Which leads me to believe that the obvious weaknesses of the Conservative campaign in Wales which we have obsessed over, magnified and ridiculed for over a fortnight simply do not matter very much. This isn’t to belittle the Ross England episode in any way – and I am intrigued to see local polling in the Vale of Glamorgan during the campaign as I suspect it might buck other trends – but there is absolutely no evidence as yet of any of the Conservative campaign weaknesses actually damaging them in Wales.
After all, most Conservative voters do not look to BBC Wales or the Western Mail or even ClickonWales for their analysis. They are locked into UK sources for their news and opinions. And – shock horror – they may not have even heard of the rest of the debacle even if the Cairns stuff has actually cut through.

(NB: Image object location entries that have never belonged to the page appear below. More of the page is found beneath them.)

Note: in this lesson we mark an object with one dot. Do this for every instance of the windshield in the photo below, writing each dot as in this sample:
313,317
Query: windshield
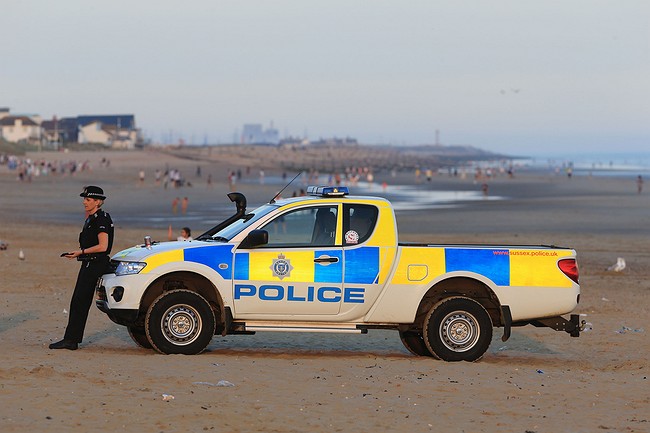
229,232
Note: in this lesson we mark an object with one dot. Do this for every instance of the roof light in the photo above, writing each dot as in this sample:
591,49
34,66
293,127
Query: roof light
327,191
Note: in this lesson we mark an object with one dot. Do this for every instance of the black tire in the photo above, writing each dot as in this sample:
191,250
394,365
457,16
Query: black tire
458,329
139,336
180,321
414,343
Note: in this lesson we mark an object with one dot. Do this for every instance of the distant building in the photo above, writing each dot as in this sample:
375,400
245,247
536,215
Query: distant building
20,129
256,134
116,131
335,141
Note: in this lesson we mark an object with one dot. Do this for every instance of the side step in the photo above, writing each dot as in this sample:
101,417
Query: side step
252,327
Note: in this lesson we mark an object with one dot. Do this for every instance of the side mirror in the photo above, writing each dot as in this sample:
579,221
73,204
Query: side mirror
254,239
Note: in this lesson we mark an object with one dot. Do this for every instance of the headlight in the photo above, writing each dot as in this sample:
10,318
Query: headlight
129,268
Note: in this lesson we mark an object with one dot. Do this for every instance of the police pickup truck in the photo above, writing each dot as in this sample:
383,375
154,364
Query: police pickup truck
331,262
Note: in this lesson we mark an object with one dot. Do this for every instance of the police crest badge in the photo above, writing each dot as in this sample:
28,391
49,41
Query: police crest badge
281,267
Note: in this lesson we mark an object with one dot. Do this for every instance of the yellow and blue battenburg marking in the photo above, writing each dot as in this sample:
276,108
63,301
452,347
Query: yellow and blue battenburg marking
361,266
505,266
496,267
218,257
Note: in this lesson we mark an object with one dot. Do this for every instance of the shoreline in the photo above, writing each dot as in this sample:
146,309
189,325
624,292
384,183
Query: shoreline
539,380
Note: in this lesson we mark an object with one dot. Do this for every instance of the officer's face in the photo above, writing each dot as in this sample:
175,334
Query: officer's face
91,205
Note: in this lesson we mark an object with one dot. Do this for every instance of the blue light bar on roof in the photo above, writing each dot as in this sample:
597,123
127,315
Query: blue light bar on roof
327,191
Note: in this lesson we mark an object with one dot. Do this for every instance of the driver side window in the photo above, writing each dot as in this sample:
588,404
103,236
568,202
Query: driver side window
313,226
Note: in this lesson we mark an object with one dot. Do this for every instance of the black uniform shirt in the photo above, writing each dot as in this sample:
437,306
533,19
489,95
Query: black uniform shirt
99,222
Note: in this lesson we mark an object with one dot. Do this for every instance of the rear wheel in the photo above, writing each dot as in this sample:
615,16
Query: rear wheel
139,336
180,321
414,343
458,329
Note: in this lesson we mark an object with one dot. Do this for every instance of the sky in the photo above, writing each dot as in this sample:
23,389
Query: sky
514,76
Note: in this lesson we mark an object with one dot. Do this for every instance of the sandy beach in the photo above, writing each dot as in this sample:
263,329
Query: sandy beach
538,381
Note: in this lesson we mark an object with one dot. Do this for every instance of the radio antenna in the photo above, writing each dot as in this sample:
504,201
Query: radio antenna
285,187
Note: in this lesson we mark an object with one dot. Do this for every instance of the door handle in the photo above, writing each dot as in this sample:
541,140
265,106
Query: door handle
326,259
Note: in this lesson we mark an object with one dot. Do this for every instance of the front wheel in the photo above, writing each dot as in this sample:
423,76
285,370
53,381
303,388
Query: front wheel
458,329
180,321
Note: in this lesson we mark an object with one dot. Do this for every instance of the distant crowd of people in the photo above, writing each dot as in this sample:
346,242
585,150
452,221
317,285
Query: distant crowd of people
27,169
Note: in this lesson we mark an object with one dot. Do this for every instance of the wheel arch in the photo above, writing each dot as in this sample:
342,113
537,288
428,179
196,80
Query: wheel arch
186,280
462,286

The Conservatives are also fortunate in their opponents. The Remain Alliance fashioned in Wales is in reality no such thing. Yes, it targets Brexit supporting would be MPs in Brecon & Radnorshire and Montgomeryshire as well as challenging Alun Cairns in the Vale of Glamorgan. But it misses out other areas where the Conservatives are championing Brexit, and doing so without the Brexit Party on the ballot paper. Monmouth, Clwyd West, Preseli Pembrokeshire, Aberconwy and Carmarthen West & Pembrokeshire South are all free runs. The fact that the Remain Alliance has chosen to prioritise its focus on Remain-supporting Labour candidates in Cardiff Central, Pontypridd and Llanelli rather than actually take on Brexit backers with any sort of popular front is one of the biggest boosts the Conservatives have yet received.
Indeed, both the unilateral disarmament move by the Brexit Party and the fake, self serving selections of the Remain Alliance have aided the Conservative Party in Wales as much as anything it has yet managed to do itself.
Prediction
As someone who works alongside a person who has never lived down crystal balling in an online article that Elin Jones would easily beat Leanne Wood to become Plaid leader, I know the dangers of being too firm in predictions. Yet, at the moment, I think the Conservatives will end this General Election close to double the seven seats they entered this election with in Wales, and certainly pass the eleven seats they won in 2015.
I will also go further and suggest that at least one or two of these seats will be won be a candidate who lives outside Wales. Because, when it comes down to it, Conservative voters and potential voters just aren’t part of the same analytical groupthink that dominates the Welsh airwaves and, most particularly, the Welsh social media scene.
Oh, and one more little prediction. The omnishambles will result in a restructuring of command and communications with the Welsh Conservatives, with Paul Davies more likely than ever to become the first leader of the Welsh Party rather than just the Leader of the Welsh Conservative Group in the Assembly.